Cognitive Foundations for Reasoning and Their Manifestation in LLMs
Kargupta, Priyanka, Li, Shuyue Stella, Wang, Haocheng, Lee, Jinu, Chen, Shan, Ahia, Orevaoghene, Light, Dean, Griffiths, Thomas L., Kleiman-Weiner, Max, Han, Jiawei, Celikyilmaz, Asli, Tsvetkov, Yulia
Large language models (LLMs) solve complex problems yet fail on simpler variants, suggesting they achieve correct outputs through mechanisms fundamentally different from human reasoning. To understand this gap, we synthesize cognitive science research into a taxonomy of 28 cognitive elements spanning reasoning invariants, meta-cognitive controls, representations for organizing reasoning & knowledge, and transformation operations.
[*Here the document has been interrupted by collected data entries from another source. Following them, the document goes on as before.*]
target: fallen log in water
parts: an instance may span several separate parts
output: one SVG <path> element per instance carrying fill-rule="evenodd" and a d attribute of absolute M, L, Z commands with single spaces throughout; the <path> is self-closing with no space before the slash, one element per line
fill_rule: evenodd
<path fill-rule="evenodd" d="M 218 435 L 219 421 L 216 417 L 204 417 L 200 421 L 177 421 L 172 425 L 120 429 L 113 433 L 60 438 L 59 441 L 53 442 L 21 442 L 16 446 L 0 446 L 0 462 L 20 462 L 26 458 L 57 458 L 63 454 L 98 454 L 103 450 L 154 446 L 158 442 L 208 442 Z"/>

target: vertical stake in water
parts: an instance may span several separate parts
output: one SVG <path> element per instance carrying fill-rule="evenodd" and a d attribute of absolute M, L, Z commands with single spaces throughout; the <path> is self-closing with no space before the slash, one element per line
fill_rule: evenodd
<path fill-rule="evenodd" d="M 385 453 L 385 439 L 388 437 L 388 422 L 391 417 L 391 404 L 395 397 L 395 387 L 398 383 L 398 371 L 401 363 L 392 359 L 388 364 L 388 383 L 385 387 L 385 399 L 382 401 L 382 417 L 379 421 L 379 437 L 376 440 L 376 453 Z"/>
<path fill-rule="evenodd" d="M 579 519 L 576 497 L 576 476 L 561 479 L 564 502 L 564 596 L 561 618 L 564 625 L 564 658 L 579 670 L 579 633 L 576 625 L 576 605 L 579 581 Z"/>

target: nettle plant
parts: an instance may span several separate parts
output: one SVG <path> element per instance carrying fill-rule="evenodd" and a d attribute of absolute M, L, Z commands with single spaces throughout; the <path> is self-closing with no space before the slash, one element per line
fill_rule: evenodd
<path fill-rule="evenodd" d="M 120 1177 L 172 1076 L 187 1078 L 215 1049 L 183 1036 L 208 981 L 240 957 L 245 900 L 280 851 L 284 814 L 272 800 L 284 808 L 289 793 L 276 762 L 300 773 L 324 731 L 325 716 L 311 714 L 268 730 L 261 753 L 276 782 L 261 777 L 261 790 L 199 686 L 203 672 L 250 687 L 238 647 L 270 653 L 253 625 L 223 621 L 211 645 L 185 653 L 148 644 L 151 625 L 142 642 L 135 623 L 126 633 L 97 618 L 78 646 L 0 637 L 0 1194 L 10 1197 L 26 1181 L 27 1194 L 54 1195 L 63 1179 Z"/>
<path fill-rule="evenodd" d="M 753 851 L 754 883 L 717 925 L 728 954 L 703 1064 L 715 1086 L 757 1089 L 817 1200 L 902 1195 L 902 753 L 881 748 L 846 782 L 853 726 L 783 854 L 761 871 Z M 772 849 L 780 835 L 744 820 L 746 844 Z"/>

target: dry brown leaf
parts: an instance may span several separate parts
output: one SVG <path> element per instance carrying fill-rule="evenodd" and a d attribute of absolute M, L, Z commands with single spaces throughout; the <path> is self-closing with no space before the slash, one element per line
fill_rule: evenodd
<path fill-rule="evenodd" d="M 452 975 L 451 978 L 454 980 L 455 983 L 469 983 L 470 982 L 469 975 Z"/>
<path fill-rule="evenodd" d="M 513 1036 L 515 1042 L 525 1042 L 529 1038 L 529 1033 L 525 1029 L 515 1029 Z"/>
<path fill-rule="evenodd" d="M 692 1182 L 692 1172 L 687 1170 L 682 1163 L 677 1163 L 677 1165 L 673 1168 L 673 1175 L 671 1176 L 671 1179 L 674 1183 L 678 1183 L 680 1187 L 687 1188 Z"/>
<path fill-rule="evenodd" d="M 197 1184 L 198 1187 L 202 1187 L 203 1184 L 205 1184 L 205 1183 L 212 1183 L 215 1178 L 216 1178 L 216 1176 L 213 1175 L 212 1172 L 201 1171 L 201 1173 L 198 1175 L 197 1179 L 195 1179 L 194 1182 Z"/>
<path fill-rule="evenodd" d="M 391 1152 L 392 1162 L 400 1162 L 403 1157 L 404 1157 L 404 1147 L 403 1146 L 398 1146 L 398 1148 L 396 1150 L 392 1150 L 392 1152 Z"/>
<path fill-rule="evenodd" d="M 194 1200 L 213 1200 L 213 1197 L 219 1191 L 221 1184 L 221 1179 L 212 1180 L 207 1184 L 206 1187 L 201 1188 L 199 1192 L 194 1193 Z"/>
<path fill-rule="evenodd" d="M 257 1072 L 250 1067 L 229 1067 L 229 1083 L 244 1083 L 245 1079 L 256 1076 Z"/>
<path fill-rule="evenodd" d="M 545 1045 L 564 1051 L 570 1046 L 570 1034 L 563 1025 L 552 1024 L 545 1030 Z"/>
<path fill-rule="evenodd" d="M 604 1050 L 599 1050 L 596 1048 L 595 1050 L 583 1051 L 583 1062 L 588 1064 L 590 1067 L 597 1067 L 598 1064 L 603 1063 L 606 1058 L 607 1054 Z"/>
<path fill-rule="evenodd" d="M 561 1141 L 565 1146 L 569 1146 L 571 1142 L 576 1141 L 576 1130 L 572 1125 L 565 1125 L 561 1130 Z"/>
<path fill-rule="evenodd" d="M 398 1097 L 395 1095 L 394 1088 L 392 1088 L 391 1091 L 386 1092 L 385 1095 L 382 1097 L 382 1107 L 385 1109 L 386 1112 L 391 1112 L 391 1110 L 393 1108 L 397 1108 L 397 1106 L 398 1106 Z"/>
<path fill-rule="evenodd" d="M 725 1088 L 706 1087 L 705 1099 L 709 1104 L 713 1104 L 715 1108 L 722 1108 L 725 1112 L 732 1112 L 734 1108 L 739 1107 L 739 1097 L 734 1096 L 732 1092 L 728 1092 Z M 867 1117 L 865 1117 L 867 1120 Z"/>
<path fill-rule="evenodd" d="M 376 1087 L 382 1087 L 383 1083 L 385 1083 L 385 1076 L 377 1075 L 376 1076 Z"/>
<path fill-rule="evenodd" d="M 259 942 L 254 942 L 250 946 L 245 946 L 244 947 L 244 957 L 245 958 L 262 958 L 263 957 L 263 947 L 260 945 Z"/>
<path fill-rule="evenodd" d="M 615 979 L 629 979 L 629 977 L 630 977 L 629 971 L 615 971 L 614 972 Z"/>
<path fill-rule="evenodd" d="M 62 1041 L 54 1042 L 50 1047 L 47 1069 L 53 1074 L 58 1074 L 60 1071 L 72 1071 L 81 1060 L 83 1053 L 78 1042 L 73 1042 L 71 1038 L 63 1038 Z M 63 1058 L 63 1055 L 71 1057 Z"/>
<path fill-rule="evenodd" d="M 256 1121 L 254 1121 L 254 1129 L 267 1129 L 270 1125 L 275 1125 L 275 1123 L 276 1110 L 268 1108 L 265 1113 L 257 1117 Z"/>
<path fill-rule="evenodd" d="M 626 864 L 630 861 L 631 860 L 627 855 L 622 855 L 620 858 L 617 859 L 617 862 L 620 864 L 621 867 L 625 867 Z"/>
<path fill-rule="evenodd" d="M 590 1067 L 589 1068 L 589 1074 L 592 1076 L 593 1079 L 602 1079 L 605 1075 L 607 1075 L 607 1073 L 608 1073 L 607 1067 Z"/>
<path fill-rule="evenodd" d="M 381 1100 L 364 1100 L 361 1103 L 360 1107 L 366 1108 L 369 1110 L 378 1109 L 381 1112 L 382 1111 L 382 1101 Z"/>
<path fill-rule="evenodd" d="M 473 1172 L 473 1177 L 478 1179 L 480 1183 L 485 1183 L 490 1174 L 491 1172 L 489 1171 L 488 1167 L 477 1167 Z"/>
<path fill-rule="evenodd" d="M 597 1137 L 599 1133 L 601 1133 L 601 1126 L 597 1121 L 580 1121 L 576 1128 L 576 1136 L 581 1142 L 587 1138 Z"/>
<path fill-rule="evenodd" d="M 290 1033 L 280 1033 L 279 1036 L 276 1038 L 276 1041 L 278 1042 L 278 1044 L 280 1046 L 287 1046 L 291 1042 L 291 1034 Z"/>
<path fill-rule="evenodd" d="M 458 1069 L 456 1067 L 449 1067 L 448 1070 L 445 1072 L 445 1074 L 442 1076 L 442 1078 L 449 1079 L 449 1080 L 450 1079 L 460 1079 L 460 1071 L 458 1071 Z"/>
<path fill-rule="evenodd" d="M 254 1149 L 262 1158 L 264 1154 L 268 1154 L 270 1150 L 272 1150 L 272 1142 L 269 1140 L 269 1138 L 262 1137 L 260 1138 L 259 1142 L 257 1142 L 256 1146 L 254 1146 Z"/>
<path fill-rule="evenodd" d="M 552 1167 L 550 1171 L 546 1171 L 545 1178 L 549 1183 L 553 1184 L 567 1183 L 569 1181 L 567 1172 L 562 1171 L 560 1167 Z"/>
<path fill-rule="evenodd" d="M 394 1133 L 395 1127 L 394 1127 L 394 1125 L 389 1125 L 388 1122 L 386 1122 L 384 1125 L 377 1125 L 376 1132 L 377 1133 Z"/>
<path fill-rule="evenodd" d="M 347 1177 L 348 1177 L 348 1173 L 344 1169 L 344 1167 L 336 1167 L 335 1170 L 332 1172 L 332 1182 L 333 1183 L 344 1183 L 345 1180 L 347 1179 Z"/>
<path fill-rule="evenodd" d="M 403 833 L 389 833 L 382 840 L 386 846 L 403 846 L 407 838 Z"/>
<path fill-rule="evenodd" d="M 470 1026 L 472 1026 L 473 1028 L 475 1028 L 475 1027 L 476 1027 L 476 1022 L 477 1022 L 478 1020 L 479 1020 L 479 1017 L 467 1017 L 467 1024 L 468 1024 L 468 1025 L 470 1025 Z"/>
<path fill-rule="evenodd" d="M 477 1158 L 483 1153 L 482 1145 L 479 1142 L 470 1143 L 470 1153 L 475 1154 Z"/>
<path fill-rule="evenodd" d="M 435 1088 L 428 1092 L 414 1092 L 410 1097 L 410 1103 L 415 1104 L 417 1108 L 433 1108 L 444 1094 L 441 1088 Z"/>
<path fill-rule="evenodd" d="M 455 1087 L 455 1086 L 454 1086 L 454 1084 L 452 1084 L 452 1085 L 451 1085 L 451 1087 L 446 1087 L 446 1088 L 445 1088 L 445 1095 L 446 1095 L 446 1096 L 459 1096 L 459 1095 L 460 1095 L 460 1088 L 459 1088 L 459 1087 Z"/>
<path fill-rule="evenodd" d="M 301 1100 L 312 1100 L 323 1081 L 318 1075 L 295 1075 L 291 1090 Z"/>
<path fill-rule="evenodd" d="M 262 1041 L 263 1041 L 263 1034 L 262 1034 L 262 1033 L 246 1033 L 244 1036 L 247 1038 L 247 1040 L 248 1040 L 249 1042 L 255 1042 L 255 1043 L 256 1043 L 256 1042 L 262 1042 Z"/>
We introduce a fine-grained evaluation framework and conduct the first large-scale empirical analysis of 192K traces from 18 models across text, vision, and audio, complemented by 54 human think-aloud traces, which we make publicly available. We find that models under-utilize cognitive elements correlated with success, narrowing to rigid sequential processing on ill-structured problems where diverse representations and meta-cognitive monitoring are critical. Human traces show more abstraction and conceptual processing, while models default to surface-level enumeration. Meta-analysis of 1.6K LLM reasoning papers reveals the research community concentrates on easily quantifiable elements (sequential organization: 55%, decomposition: 60%) but neglecting meta-cognitive controls (self-awareness: 16%) that correlate with success. Models possess behavioral repertoires associated with success but fail to deploy them spontaneously. Leveraging these patterns, we develop test-time reasoning guidance that automatically scaffold successful structures, improving performance by up to 66.7% on complex problems. By establishing a shared vocabulary between cognitive science and LLM research, our framework enables systematic diagnosis of reasoning failures and principled development of models that reason through robust cognitive mechanisms rather than spurious shortcuts, while providing tools to test theories of human cognition at scale.